Ricalcando quanto aveva pronunciato nella presentazione del bilancio 2011 della Nasa, il presidente ha ricordato che è in corso di realizzazione una navicella battezzata Orion Mpcv (Multi Purpose Crew Vehicle) la quale servirà di base per lo sviluppo di un veicolo più complesso in grado di affrontare l’arduo viaggio più in profondità tra i pianeti.

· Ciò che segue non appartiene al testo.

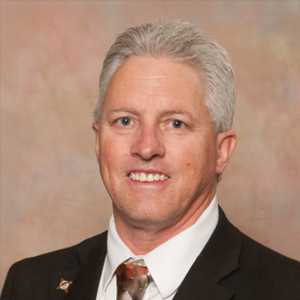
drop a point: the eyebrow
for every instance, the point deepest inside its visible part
(162, 114)
(178, 112)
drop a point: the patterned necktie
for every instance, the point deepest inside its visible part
(132, 280)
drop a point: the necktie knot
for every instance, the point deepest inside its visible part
(132, 281)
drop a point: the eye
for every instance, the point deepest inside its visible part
(125, 121)
(177, 124)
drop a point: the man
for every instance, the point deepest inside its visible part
(163, 138)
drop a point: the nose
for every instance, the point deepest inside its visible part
(148, 144)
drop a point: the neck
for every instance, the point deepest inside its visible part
(141, 237)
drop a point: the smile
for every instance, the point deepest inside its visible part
(147, 177)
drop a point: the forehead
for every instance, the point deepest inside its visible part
(147, 80)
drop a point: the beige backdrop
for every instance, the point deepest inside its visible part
(51, 55)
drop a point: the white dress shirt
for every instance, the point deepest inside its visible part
(168, 263)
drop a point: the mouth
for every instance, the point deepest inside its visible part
(147, 177)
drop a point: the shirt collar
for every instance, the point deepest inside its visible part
(169, 262)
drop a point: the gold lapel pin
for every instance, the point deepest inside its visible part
(64, 285)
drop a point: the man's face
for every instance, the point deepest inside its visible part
(156, 146)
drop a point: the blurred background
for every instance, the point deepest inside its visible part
(51, 55)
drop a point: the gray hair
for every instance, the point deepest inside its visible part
(183, 42)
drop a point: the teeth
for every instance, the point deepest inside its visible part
(147, 177)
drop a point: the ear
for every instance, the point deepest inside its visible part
(97, 142)
(226, 142)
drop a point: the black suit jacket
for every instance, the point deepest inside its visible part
(231, 266)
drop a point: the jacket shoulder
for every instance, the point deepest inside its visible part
(35, 274)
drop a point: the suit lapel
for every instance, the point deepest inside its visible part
(219, 259)
(86, 277)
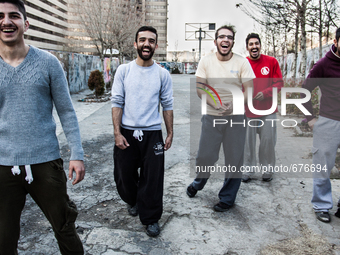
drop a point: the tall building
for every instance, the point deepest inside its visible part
(48, 24)
(55, 25)
(156, 15)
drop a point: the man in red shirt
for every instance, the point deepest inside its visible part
(268, 75)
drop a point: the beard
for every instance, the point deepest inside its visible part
(140, 53)
(225, 54)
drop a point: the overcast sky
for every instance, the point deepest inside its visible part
(206, 11)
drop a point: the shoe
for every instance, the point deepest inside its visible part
(221, 207)
(153, 229)
(267, 179)
(246, 179)
(191, 191)
(133, 210)
(337, 214)
(323, 216)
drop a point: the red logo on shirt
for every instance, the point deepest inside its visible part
(265, 70)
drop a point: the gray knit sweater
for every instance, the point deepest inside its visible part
(27, 128)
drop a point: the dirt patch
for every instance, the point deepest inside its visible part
(308, 243)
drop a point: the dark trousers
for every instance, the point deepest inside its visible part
(146, 188)
(48, 190)
(232, 138)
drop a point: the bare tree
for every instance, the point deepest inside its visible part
(110, 24)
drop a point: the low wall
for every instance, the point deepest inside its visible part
(287, 62)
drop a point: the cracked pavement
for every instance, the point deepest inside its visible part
(264, 213)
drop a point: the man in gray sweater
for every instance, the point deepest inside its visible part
(31, 81)
(138, 89)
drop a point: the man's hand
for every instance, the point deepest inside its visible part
(168, 141)
(121, 142)
(227, 109)
(311, 123)
(259, 96)
(78, 167)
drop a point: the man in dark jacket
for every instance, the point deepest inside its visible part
(326, 139)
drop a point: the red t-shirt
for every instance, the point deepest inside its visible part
(268, 75)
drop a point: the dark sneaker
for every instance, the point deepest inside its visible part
(323, 216)
(133, 210)
(267, 179)
(221, 207)
(191, 191)
(337, 214)
(153, 230)
(246, 179)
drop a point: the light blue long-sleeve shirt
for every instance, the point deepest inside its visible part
(139, 91)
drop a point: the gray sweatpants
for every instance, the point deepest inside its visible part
(326, 141)
(267, 134)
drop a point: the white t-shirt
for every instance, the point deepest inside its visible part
(220, 74)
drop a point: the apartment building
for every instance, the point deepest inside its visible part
(48, 24)
(55, 25)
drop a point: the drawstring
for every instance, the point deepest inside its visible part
(138, 134)
(29, 176)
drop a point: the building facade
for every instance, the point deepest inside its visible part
(56, 25)
(48, 24)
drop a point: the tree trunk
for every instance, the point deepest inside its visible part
(303, 39)
(297, 24)
(320, 29)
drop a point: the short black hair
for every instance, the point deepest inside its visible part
(252, 35)
(337, 34)
(18, 3)
(229, 27)
(146, 28)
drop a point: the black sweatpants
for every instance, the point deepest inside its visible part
(49, 191)
(146, 188)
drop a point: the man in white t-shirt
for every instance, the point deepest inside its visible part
(218, 74)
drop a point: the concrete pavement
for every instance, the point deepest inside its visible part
(268, 218)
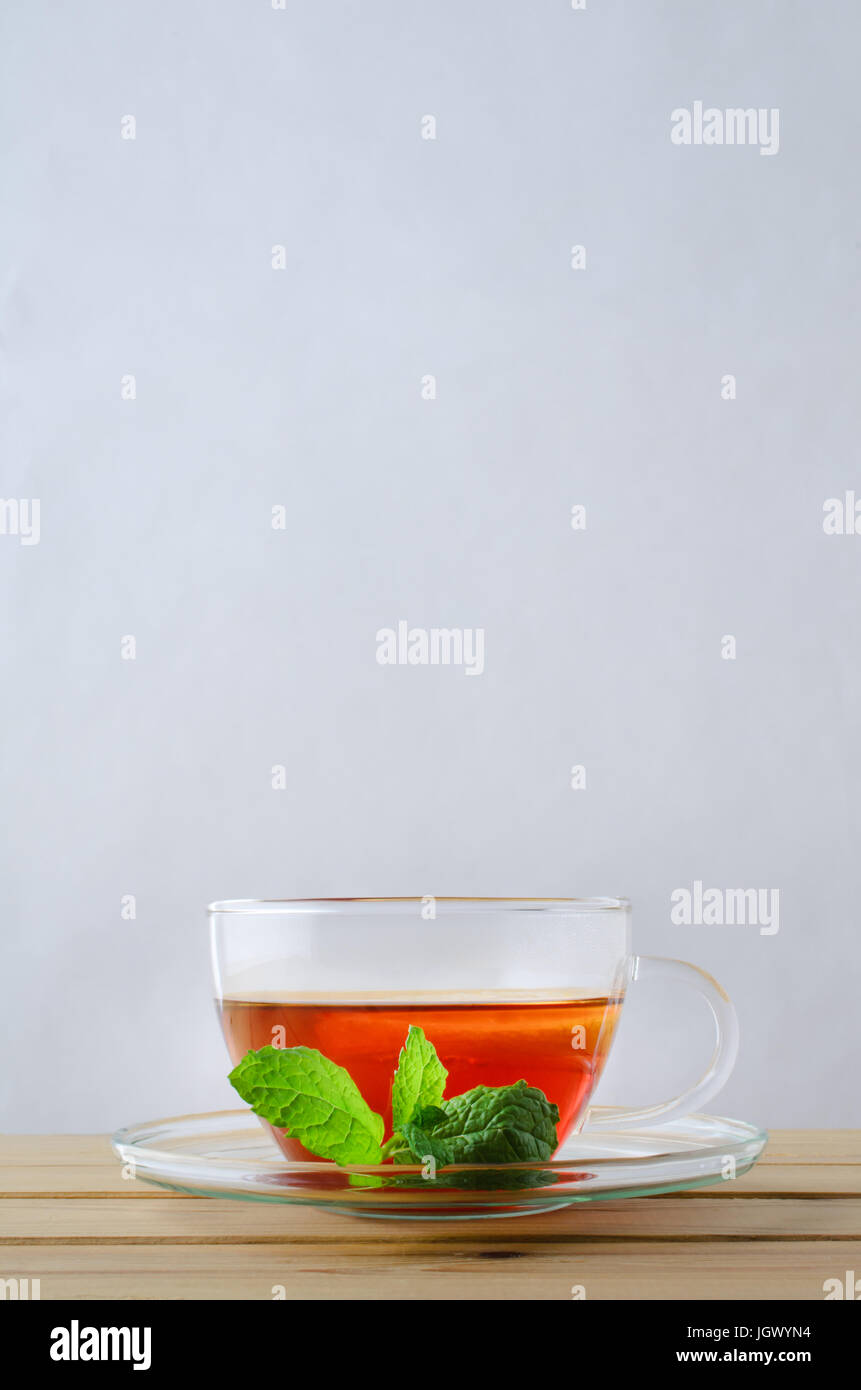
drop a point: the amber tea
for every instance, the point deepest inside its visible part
(557, 1045)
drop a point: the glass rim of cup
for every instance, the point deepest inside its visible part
(248, 906)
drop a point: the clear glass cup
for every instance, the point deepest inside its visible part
(507, 988)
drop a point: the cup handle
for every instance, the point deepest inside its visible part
(722, 1061)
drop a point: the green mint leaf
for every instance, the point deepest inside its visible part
(487, 1125)
(316, 1101)
(419, 1080)
(420, 1146)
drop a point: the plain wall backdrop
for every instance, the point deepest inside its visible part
(255, 387)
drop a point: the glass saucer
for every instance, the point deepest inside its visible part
(230, 1154)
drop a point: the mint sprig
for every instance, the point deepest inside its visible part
(319, 1104)
(419, 1080)
(313, 1100)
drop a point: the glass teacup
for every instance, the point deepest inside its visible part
(505, 988)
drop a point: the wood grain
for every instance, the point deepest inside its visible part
(70, 1219)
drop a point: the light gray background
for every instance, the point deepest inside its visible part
(302, 387)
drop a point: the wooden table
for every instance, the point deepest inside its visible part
(70, 1219)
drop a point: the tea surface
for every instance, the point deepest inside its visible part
(555, 1045)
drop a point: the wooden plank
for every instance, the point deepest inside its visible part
(683, 1269)
(84, 1221)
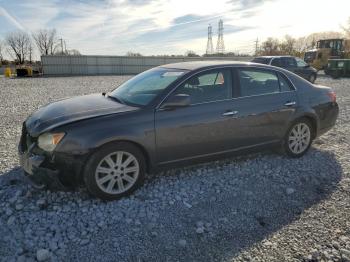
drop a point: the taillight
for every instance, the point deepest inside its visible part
(332, 96)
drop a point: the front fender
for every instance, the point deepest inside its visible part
(84, 137)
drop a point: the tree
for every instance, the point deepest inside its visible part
(19, 45)
(73, 52)
(270, 47)
(347, 29)
(191, 53)
(45, 40)
(287, 46)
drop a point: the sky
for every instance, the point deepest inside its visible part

In parallelo si sta lavorando per la progettazione di un nuovo grande razzo in grado di affrontare questo genere di missioni umane sottolineando che deve essere occasione di sviluppare anche nuove tecnologie. «Noi vogliamo un balzo nel futuro – nota ancora Obama – non possiamo continuare sulla stessa strada del passato. I programmi della Nasa devono essere trasformati per compiere un passo avanti mentre i privati possono realizzare le navicelle per i collegamenti con la stazione spaziale internazionale». A tal fine e per aiutare il nuovo corso ha precisato anche di aver proposto lo stanziamento di ulteriori sei miliardi di dollari per i prossimi cinque anni.

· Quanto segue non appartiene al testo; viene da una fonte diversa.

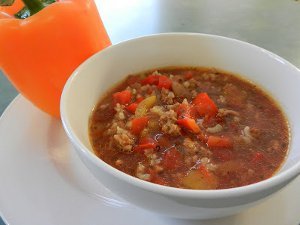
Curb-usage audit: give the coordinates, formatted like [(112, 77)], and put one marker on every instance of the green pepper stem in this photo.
[(34, 5)]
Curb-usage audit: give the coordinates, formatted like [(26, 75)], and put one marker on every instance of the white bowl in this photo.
[(96, 75)]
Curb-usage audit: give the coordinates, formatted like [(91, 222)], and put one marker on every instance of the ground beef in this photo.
[(167, 97), (124, 140), (168, 123)]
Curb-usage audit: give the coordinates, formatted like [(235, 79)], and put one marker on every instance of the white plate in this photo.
[(43, 182)]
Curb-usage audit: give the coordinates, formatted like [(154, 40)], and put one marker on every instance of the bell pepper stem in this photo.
[(34, 5)]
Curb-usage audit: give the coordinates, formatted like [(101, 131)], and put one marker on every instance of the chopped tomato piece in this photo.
[(151, 79), (222, 155), (145, 143), (183, 111), (172, 159), (205, 105), (122, 97), (204, 171), (188, 75), (132, 107), (219, 142), (258, 157), (186, 111), (139, 99), (164, 82), (189, 124), (202, 137), (138, 124), (200, 179)]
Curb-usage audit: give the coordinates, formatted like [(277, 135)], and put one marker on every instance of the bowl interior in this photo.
[(95, 76)]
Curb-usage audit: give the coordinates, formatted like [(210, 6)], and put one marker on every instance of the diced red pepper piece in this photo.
[(189, 124), (151, 79), (132, 107), (164, 82), (145, 143), (219, 142), (122, 97), (172, 159), (138, 124), (205, 105)]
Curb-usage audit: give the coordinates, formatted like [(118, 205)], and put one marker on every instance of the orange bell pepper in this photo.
[(40, 52)]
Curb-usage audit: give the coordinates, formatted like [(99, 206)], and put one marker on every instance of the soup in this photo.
[(193, 128)]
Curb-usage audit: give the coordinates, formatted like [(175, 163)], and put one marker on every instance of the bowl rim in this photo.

In queste settimane alla Nasa stanno definendo l’impostazione del grande razzo che però di innovativo avrà ben poco perché riprende il piano Constellation di Bush cancellato da Obama e che era basato sullo sviluppo di un vettore che riutilizza le tecnologie già impiegate per lo shuttle. Questo è imposto dalle ristrettezze finanziare le quali hanno fatto dire allo stesso amministratore della Nasa che la data indicata del 2015 per il primo volo era inattuabile. La stessa capsula Orion faceva parte del piano Bush ed anch’essa inizialmente eliminata. Venne poi salvata al Congresso dai Repubblicani.

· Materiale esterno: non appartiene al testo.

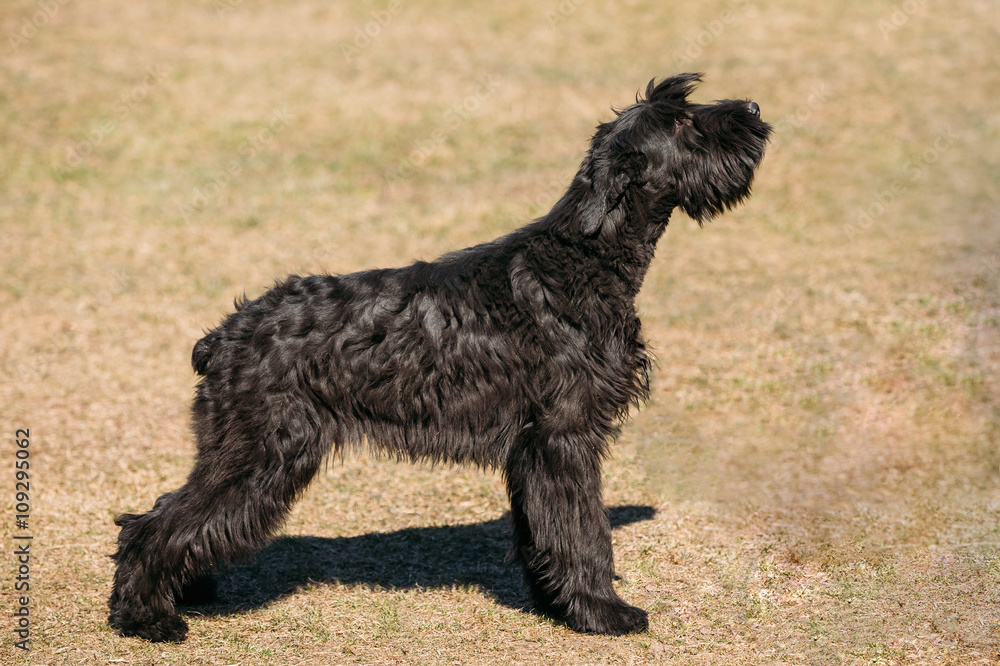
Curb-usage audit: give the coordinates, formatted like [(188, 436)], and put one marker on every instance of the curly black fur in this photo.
[(523, 354)]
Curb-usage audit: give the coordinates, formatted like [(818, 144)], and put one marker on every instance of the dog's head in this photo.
[(664, 152)]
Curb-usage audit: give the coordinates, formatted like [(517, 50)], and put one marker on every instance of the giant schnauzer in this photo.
[(522, 354)]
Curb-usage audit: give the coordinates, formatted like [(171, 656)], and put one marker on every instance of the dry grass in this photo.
[(822, 445)]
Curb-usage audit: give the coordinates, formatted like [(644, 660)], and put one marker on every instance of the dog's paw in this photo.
[(163, 629), (612, 618)]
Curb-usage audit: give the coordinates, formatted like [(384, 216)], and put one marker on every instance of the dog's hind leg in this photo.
[(562, 536), (250, 469)]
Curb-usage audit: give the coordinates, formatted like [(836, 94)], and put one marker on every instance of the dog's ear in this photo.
[(623, 167), (672, 89)]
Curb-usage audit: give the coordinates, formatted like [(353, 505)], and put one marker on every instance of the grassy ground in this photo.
[(815, 479)]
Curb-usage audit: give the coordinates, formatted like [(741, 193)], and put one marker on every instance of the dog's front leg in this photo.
[(562, 536)]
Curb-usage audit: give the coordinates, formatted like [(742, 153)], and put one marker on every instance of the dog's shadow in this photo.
[(416, 557)]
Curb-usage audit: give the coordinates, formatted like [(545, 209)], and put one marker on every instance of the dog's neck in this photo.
[(624, 244)]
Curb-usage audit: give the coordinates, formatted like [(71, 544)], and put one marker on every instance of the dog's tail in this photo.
[(204, 350)]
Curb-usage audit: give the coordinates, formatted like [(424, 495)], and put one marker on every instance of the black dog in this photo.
[(522, 354)]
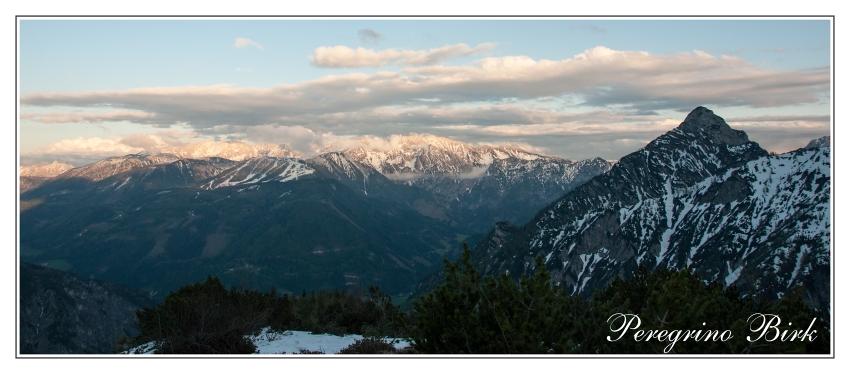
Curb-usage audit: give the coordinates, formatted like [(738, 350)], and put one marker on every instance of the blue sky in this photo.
[(573, 88)]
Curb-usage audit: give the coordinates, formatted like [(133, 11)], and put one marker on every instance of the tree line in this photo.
[(474, 314)]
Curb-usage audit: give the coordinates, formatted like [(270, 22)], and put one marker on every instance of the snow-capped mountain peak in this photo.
[(234, 150), (45, 169)]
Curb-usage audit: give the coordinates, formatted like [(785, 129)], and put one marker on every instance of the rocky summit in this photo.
[(701, 196)]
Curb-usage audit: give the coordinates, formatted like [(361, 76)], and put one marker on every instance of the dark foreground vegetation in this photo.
[(486, 315)]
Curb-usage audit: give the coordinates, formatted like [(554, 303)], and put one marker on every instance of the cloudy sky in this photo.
[(575, 88)]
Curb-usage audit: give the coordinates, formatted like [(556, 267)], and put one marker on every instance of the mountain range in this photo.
[(700, 196), (343, 218)]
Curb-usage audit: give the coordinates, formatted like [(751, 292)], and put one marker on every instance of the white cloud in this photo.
[(345, 57), (594, 99), (245, 42)]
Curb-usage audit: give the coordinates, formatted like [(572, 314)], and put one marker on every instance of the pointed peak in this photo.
[(823, 141), (702, 121)]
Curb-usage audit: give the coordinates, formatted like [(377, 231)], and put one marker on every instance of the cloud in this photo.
[(245, 42), (370, 36), (599, 77), (345, 57), (778, 118), (594, 99), (132, 116), (80, 151)]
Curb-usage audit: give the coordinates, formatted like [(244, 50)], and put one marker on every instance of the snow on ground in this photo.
[(289, 342)]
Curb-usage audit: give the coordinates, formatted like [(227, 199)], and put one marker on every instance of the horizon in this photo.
[(570, 88)]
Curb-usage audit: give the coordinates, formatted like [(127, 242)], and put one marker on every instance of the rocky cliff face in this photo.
[(63, 314), (701, 196)]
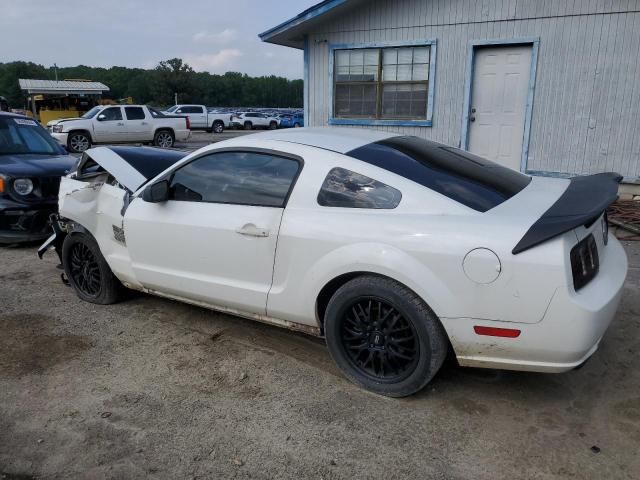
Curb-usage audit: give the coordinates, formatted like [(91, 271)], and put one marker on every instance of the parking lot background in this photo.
[(159, 389)]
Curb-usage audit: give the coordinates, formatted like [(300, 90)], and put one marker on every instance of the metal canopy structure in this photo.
[(77, 87)]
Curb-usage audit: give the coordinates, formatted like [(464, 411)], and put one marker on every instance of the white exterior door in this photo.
[(498, 103)]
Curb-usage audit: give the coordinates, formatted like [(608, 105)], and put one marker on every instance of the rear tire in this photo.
[(88, 271), (383, 336), (78, 142), (164, 139)]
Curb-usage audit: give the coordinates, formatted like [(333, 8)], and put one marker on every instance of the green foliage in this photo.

«L’esplorazione umana dello spazio – ha ricordato Obama – può solo portarci dei benefici nel prossimo futuro». E per la Space Coast della Florida la sua strategia potrà garantire nel prossimi anni 2.500 nuovi posti di lavoro. Intanto, finite le missioni shuttle, dal primo agosto tremila dipendenti del Kennedy Space Center rimarranno a casa. E questa è la seconda parte dei 7.000 addetti tagliati entro l’anno. Obama lancia prospettive ma le critiche che gli vengono rivolte da più parti riguardano il fatto che le sue idee non sono tradotte in programmi concreti come fece il suo predecessore democratico Kennedy per la Luna e il repubblicano Bush con il piano Constellation per il quale erano già stati spesi dieci miliardi di dollari.